Say a firm wanted to introduce a new product and needed certain reference data. In this scenario, it would be automatically exposed by default. Of course, banking data is sensitive and the subject of heavy regulation. 

“Clearly you have to stick within the bounds of regulation,” Marks said. “I’m not saying you have to expose every piece of data, or do it at the lowest layer of granularity, I’m just saying, if you build a logical service that can do something useful, expose it to others, advertise it to others, and then they can continue it.”

 

The legacy factor

One issue that tends to thwart banks is concern about legacy technology. But Lashford said that need not hold them back.

“I’ve never worked on a single project or don’t know anyone who has worked on a project that hasn’t had to integrate some legacy software.
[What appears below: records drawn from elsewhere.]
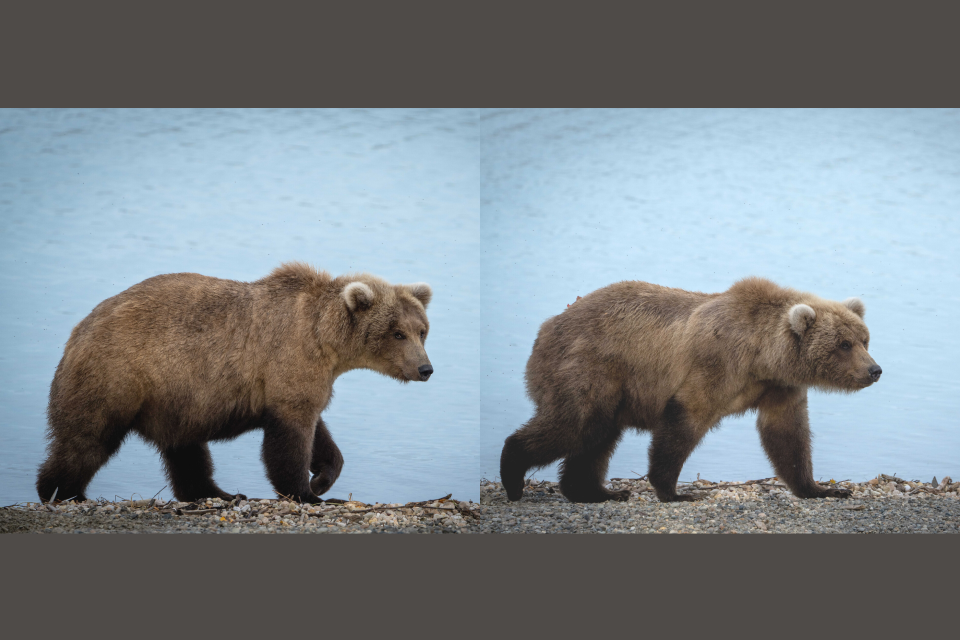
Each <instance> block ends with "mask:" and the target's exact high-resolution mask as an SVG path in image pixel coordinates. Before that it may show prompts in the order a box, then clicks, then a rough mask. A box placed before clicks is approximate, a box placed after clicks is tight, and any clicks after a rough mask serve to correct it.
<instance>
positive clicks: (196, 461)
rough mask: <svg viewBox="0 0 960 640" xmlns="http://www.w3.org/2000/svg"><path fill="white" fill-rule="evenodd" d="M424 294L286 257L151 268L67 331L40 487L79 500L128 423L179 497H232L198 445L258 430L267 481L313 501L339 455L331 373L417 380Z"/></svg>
mask: <svg viewBox="0 0 960 640" xmlns="http://www.w3.org/2000/svg"><path fill="white" fill-rule="evenodd" d="M431 295H432V292H431V289H430V287H429V285H427V284H424V283H417V284H411V285H391V284H389V283H387V282H385V281H384V280H381V279H380V278H377V277H376V276H372V275H369V274H360V275H347V276H340V277H338V278H332V277H331V276H330V275H329V274H328V273H326V272H323V271H317V270H315V269H313V268H312V267H310V266H308V265H306V264H302V263H288V264H284V265H282V266H280V267H279V268H277V269H275V270H274V271H273V273H271V274H270V275H269V276H267V277H265V278H263V279H261V280H257V281H256V282H249V283H247V282H236V281H233V280H221V279H218V278H210V277H207V276H202V275H199V274H195V273H175V274H169V275H162V276H156V277H154V278H150V279H148V280H144V281H143V282H141V283H140V284H137V285H134V286H132V287H130V288H129V289H127V290H126V291H124V292H122V293H120V294H118V295H116V296H114V297H112V298H109V299H107V300H104V301H103V302H101V303H100V304H99V305H97V307H96V308H95V309H94V310H93V311H92V312H91V313H90V315H88V316H87V317H86V318H84V319H83V320H82V321H81V322H80V324H78V325H77V326H76V327H75V328H74V329H73V332H72V333H71V334H70V339H69V340H68V341H67V345H66V347H65V348H64V353H63V359H62V360H61V361H60V364H59V366H58V367H57V371H56V374H55V375H54V377H53V383H52V384H51V385H50V404H49V407H48V409H47V418H48V422H49V430H48V438H49V440H50V444H49V448H48V454H49V456H48V458H47V460H46V462H44V463H43V465H41V467H40V470H39V474H38V477H37V493H38V494H39V496H40V499H41V500H50V499H51V497H52V496H53V495H54V492H56V495H57V497H58V498H60V499H69V498H75V499H76V500H84V499H85V496H84V491H85V489H86V486H87V484H88V483H89V482H90V480H91V478H93V476H94V474H95V473H96V472H97V470H98V469H99V468H100V467H101V466H103V464H104V463H106V462H107V460H108V459H109V458H110V457H111V456H112V455H113V454H114V453H116V451H117V449H119V448H120V445H121V443H122V442H123V440H124V438H126V437H127V435H128V434H129V433H131V432H133V433H136V434H138V435H140V436H141V437H142V438H144V439H145V440H146V441H148V442H150V443H152V444H153V445H154V446H156V447H157V449H158V450H159V451H160V455H161V456H162V458H163V463H164V467H165V469H166V473H167V476H168V477H169V479H170V484H171V486H172V488H173V494H174V495H175V496H176V497H177V499H178V500H182V501H194V500H198V499H201V498H209V497H218V498H222V499H231V498H235V497H237V496H233V495H231V494H228V493H227V492H226V491H224V490H223V489H221V488H220V487H218V486H217V485H216V484H215V483H214V481H213V463H212V460H211V458H210V450H209V449H208V447H207V443H208V442H209V441H218V440H230V439H232V438H236V437H237V436H239V435H240V434H242V433H244V432H246V431H250V430H252V429H262V430H263V448H262V457H263V462H264V465H265V466H266V470H267V477H268V478H269V479H270V482H271V483H272V484H273V487H274V489H275V490H276V491H277V492H278V493H280V494H282V495H284V496H289V497H291V498H294V499H296V500H300V501H302V502H311V503H316V502H318V501H319V498H318V496H319V495H321V494H323V493H324V492H325V491H327V490H328V489H329V488H330V486H331V485H333V483H334V481H336V479H337V477H338V476H339V475H340V469H341V468H342V466H343V457H342V456H341V455H340V450H339V449H338V448H337V445H336V444H335V443H334V442H333V439H332V438H331V436H330V432H329V431H327V427H326V425H324V423H323V420H322V419H321V417H320V413H321V412H322V411H323V410H324V408H325V407H326V406H327V403H328V402H329V401H330V397H331V395H332V393H333V381H334V380H335V379H336V378H337V376H339V375H340V374H342V373H345V372H347V371H350V370H351V369H360V368H362V369H372V370H374V371H377V372H379V373H382V374H384V375H386V376H390V377H392V378H395V379H397V380H400V381H401V382H407V381H409V380H427V379H428V378H429V377H430V375H431V374H432V373H433V367H432V365H431V364H430V360H429V359H428V358H427V353H426V351H425V350H424V341H425V340H426V338H427V333H428V332H429V323H428V322H427V314H426V307H427V305H428V304H429V302H430V298H431ZM310 473H313V474H314V475H313V478H312V479H311V477H310Z"/></svg>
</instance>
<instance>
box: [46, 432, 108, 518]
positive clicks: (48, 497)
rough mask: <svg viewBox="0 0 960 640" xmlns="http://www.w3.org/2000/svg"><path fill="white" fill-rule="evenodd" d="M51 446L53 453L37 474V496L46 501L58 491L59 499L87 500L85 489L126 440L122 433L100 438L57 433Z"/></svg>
mask: <svg viewBox="0 0 960 640" xmlns="http://www.w3.org/2000/svg"><path fill="white" fill-rule="evenodd" d="M53 433H54V437H53V442H52V443H51V445H50V456H49V457H48V458H47V460H46V461H45V462H44V463H43V464H42V465H41V466H40V470H39V472H38V473H37V495H38V496H40V500H41V501H42V502H47V501H49V500H50V498H51V497H53V494H54V492H56V497H57V500H69V499H70V498H73V499H74V500H76V501H77V502H83V501H84V500H86V499H87V497H86V495H85V492H86V489H87V485H88V484H90V480H92V479H93V476H94V475H96V473H97V471H98V470H99V469H100V467H102V466H103V465H104V464H106V463H107V461H108V460H109V459H110V458H111V457H112V456H113V454H115V453H116V452H117V450H118V449H119V448H120V445H121V444H122V443H123V436H122V435H120V434H119V433H118V434H116V435H113V436H112V437H107V438H101V437H99V436H97V435H94V434H81V435H74V436H72V437H70V436H66V435H63V434H61V435H56V434H57V431H56V430H54V431H53Z"/></svg>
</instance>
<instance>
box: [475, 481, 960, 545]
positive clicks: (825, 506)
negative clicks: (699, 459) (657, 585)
mask: <svg viewBox="0 0 960 640" xmlns="http://www.w3.org/2000/svg"><path fill="white" fill-rule="evenodd" d="M837 484H838V485H839V486H841V487H843V488H846V489H849V490H850V491H852V492H853V496H852V497H850V498H846V499H842V500H838V499H836V498H827V499H823V500H800V499H799V498H796V497H795V496H793V494H791V493H790V492H789V491H788V490H786V488H785V487H784V486H783V484H782V483H780V482H779V481H777V480H776V478H766V479H763V480H751V481H748V482H709V481H707V480H698V481H697V482H695V483H681V485H680V492H681V493H692V494H695V495H697V496H698V497H699V498H701V499H700V500H699V501H697V502H673V503H662V502H660V501H659V500H657V498H656V497H655V496H654V494H653V490H652V488H651V487H650V484H649V483H648V482H646V481H645V480H643V479H622V478H614V479H612V480H611V481H610V483H609V484H608V487H609V488H611V489H629V490H630V491H631V496H630V499H629V500H627V501H626V502H605V503H602V504H573V503H571V502H569V501H567V500H566V499H565V498H564V497H563V496H562V495H561V494H560V489H559V486H558V485H557V483H555V482H538V481H536V480H528V481H527V487H526V488H525V490H524V494H523V498H522V499H521V500H520V501H518V502H512V503H511V502H508V501H507V499H506V494H505V493H504V491H503V486H502V485H501V484H500V483H497V482H490V481H486V480H484V481H482V482H481V488H480V492H481V493H480V509H479V512H480V514H479V515H480V519H481V526H480V530H481V531H482V532H483V533H958V532H960V531H958V524H960V499H958V495H957V491H958V489H960V483H954V482H952V481H951V479H950V478H944V479H943V480H942V481H940V482H937V483H936V484H933V483H932V482H931V483H922V482H905V481H903V480H901V479H900V478H894V477H892V476H884V475H881V476H878V477H877V478H874V479H873V480H870V481H868V482H862V483H854V482H840V483H837Z"/></svg>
You find me the developer who has never had to integrate with any legacy software, they haven’t written much code,” he said.

Ray Bricknell of Behind Every Cloud said dealing with legacy just goes with the territory. He said the industry is now in a third generation of major IT models. The first was mainframes, the second was distributed architectures and this third generation groups a number of new ways of working and commercial models under the broad banner of ‘cloud’.

“Just like we still have some old COBOL programmes running along we’re still going to have today’s SQL databases in 20 years, and what you build today will be legacy in 20 (or even many less) years time. There isn’t one golden hammer to fix everything, the trick is to find the best execution platform for each workload and to integrate them.” Bricknell said. Many of Behind Every Cloud’s clients are on the buy side and he said they are typically still focussed on the issues and benefits of more rudimentary outsourcing, and to date are yet to fully adopt true “cloud” models and toolsets at any great scale.

But provided a firm could make the cultural shift and not let legacy issues act as an excuse for doing things the old way, Marks painted a bright picture.

“I think it’s a really interesting time, both technologically and also organisationally within banks,” he said. “Technologically, we can now start thinking about doing things that were just impossible five years ago. For us as a group of technologists not to be thinking about how we can exploit these opportunities would be a terrible shame.”

Marks did not discount the obstacles firms face, whether it be legacy systems or regulatory burdens. “But there will be high fliers, there will be people who can navigate their way through these waters and they will thrive and others will fall by the wayside and I think that if we can get the organisational change to meet the technology that can enable things to happen,” he said.

Banks, as one round table participant put it, are no longer banks. They’re IT companies.